I have a table schema as
create table Location(
id int primary key,
city varchar(255),
state varchar(100),
country varchar(255)
);
create table Person(
id int primary key,
name varchar(100)
);
create table Photographer(
id int primary key references Person(id) on update cascade on delete cascade,
livesIn int not null references Location(id) on update cascade on delete no action
);
create table Specialty(
photographer int references Photographer(id) on update cascade on delete cascade,
type enum('portrait','landscape','sport'),
primary key(photographer, type)
);
create table Photo(
id int primary key,
takenAt timestamp not null,
takenBy int references Photographer(id) on update cascade on delete no action,
photographedAt int references Location(id) on update cascade on delete no action
);
create table Appearance(
shows int references Person(id) on update cascade on delete cascade,
isShownIn int references Photo(id) on update cascade on delete cascade,
primary key(shows, isShownIn)
);
I am stuck at two queries :
1) The photos such that the photo only shows photographers that live in the same location.
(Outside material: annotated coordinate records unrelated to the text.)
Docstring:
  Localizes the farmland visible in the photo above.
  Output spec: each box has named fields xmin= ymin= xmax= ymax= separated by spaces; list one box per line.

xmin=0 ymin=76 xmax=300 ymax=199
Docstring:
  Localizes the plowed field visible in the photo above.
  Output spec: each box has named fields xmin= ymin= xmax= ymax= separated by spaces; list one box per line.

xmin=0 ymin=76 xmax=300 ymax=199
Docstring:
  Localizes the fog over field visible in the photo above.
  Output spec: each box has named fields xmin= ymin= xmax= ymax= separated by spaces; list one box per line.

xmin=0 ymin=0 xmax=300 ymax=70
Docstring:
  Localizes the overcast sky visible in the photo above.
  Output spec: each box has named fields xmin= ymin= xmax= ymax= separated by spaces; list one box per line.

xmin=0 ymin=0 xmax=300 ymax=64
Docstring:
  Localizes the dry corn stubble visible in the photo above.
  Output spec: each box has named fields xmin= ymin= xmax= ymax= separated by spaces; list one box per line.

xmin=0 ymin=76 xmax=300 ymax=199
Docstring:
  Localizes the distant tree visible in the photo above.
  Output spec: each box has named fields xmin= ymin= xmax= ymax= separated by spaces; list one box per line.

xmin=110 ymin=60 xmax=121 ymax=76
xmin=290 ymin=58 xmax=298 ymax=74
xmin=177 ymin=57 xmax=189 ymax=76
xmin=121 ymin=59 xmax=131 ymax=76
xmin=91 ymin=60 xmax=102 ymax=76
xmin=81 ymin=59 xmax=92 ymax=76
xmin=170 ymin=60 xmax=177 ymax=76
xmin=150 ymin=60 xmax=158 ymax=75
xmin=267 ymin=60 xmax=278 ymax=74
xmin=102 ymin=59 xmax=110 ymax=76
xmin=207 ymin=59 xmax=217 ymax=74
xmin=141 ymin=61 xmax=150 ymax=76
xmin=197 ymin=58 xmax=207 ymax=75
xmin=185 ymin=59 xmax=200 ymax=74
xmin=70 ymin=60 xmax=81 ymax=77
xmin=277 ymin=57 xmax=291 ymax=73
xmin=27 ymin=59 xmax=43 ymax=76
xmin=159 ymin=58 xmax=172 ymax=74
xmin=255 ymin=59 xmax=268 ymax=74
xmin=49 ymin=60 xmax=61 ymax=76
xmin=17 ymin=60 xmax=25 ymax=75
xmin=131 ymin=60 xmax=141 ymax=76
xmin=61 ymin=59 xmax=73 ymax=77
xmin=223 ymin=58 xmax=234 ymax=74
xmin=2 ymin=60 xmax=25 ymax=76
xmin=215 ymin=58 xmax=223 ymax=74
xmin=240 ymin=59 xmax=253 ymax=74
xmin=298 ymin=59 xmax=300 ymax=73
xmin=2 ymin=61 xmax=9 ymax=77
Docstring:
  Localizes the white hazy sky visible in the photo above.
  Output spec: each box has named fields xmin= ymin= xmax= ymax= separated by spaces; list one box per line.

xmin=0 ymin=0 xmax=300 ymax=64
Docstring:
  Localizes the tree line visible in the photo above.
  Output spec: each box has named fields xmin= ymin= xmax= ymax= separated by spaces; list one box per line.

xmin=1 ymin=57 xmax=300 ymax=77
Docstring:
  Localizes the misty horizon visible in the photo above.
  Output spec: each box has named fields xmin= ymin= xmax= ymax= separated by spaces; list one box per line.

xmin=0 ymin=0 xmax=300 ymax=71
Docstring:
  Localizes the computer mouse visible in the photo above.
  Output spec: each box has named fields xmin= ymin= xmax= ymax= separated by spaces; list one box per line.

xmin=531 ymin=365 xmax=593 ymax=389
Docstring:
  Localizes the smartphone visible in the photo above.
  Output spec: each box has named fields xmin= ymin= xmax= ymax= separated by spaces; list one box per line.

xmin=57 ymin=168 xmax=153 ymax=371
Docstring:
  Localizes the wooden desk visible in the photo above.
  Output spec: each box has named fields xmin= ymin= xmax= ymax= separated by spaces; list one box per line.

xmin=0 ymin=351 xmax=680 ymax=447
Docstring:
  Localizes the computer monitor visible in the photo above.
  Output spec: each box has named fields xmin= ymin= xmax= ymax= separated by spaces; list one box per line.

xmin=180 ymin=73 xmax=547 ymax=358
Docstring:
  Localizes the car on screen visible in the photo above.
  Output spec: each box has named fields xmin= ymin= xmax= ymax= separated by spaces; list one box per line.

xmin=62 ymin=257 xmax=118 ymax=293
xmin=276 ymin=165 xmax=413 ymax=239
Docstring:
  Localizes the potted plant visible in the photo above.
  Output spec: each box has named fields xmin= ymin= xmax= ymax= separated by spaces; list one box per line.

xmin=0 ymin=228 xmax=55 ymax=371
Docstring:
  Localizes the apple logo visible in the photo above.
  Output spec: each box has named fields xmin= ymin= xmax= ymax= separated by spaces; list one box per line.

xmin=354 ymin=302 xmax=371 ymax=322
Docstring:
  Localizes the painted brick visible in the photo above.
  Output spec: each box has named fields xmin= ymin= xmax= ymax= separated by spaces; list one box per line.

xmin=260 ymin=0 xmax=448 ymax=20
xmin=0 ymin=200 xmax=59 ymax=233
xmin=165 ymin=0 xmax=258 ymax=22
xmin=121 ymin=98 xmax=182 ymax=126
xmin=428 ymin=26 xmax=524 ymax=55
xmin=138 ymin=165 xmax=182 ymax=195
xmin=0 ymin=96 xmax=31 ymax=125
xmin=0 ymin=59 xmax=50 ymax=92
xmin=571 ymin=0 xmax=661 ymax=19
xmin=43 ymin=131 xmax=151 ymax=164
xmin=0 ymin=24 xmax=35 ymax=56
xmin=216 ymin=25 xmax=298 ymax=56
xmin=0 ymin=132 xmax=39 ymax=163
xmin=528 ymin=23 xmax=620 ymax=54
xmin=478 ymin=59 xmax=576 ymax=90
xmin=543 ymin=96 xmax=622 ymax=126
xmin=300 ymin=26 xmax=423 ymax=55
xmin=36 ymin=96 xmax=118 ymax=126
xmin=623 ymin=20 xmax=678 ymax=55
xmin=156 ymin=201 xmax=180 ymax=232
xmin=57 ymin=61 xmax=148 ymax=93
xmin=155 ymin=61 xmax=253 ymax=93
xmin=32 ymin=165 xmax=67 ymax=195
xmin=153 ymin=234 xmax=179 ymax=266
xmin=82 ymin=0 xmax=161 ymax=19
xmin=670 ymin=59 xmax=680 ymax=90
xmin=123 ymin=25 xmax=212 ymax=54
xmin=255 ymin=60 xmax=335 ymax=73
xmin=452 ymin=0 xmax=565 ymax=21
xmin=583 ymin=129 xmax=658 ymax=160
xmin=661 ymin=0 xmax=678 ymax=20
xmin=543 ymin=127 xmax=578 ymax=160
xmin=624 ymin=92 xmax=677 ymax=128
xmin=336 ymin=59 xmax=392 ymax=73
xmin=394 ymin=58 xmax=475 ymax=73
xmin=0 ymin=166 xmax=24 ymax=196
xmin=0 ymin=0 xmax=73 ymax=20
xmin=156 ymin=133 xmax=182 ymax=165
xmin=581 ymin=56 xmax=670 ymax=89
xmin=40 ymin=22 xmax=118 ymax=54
List each photo once. That is, photos must have persons that are photographers, and they all need to live in the same place.
2) The locations that have the property that every photo in the location was taken by a photographer who is not shown in any photo in Massachusetts? For each location show only the city, and show each location only once.
My tries :
1)
SELECT ph.id, ph.takenAt, ph.takenBy, ph.photographedAt FROM
(SELECT * FROM Photo p, Appearance ap WHERE p.id = ap.isShownIn
HAVING ap.shows IN (SELECT person.id FROM Person,Photographer WHERE person.id
photographer.id)) ph
WHERE ph.photographedAt = (SELECT location.id FROM location WHERE location.id =
(SELECT livesIn FROM Photographer WHERE id = ph.takenBy))
2)
select distinct city from location where location.id in (
select photographedAt from photo, (select * from appearance where appearance.shows in
(select photographer.id from photographer)) ph
where photo.id = ph.isShownIn )
and location.state <> 'Massachusetts'
Can anyone help in creating these queries ??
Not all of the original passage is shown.